Em entrevistas com familiares, policiais, autoridades locais, testemunhas, procuramos apurar os motivos desses acidentes. A conversa muitas vezes era interrompida pela emoção daqueles que perderam seus filhos, irmãos, netos. Muitos não conseguiram falar uma palavra sequer. Um deles resumiu bem o que isso tudo representa, afinal: “São vidas jogadas fora”.
O governo federal sabe da precariedade de boa parte das suas pontes há mais de uma década. Tem sido alertado sobre o risco até mesmo de desabamento dessas estruturas corroídas pelo tempo e pelo tráfego de caminhões cada vez mais pesados, mas a sua capacidade de reação é lenta.
O debate teve início a partir de um fato aparentemente isolado: o desabamento de uma ponte na Rodovia Régis Bittencourt, localizada na represa do rio Capivari, no município de Campina Grande do Sul, na madrugada de 25 de janeiro de 2005 (foto abaixo). O deslizamento do aterro de acesso da extremidade da ponte, do lado de São Paulo, provocou o tombamento de um pilar de apoio, causando a ruptura dos dois vãos. O acidente provocou a morte de Zanardi do Nascimento e prejuízo de R$ 23 milhões aos cofres federais. A Regis Bittencourt é o trecho da BR-116 entre São Paulo e a divisa do Paraná com Santa Catarina. É conhecida como “Rodovia da Morte”, por causa do alto índice de acidentes fatais, decorrente da má conservação e do intenso tráfego de veículos de carga em região montanhosa.

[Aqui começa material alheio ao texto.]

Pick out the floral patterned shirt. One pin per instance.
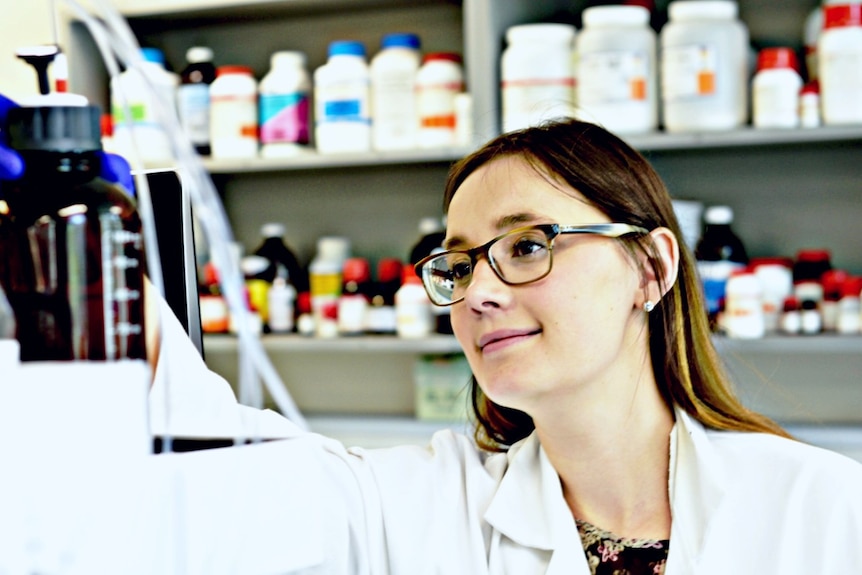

Quase quatro meses antes, em 28 de setembro do ano anterior, a Polícia Rodoviária Federal no Estado do Paraná havia constatado uma falha de cerca de 30 centímetros na ponte, além de desgaste nas juntas de dilatação, o que vinha acarretando danos em pneus e suspensão de veículos. O fato foi notificado ao Departamento Nacional de Infraestrutura de Transportes (Dnit). Duas semanas antes do desabamento, a Polícia Rodoviária novamente relatou ao Dnit a falta de manutenção, sinalização e conservação do local, além da necessidade de construção de novas proteções e recuperação das cabeceiras na ponte. Nada foi feito. A ponte caiu.
Tribunais lentos
O caso chegou ao Tribunal de Contas da União (TCU), que também costuma ser lento nas suas decisões. Durante o processo, o Dnit alegou que a junta de dilatação “não tem função estrutural” e que a chuva ocorrida no dia do acidente teria sido “o evento-gatilho” que provocou o desencadeamento da ruptura da encosta.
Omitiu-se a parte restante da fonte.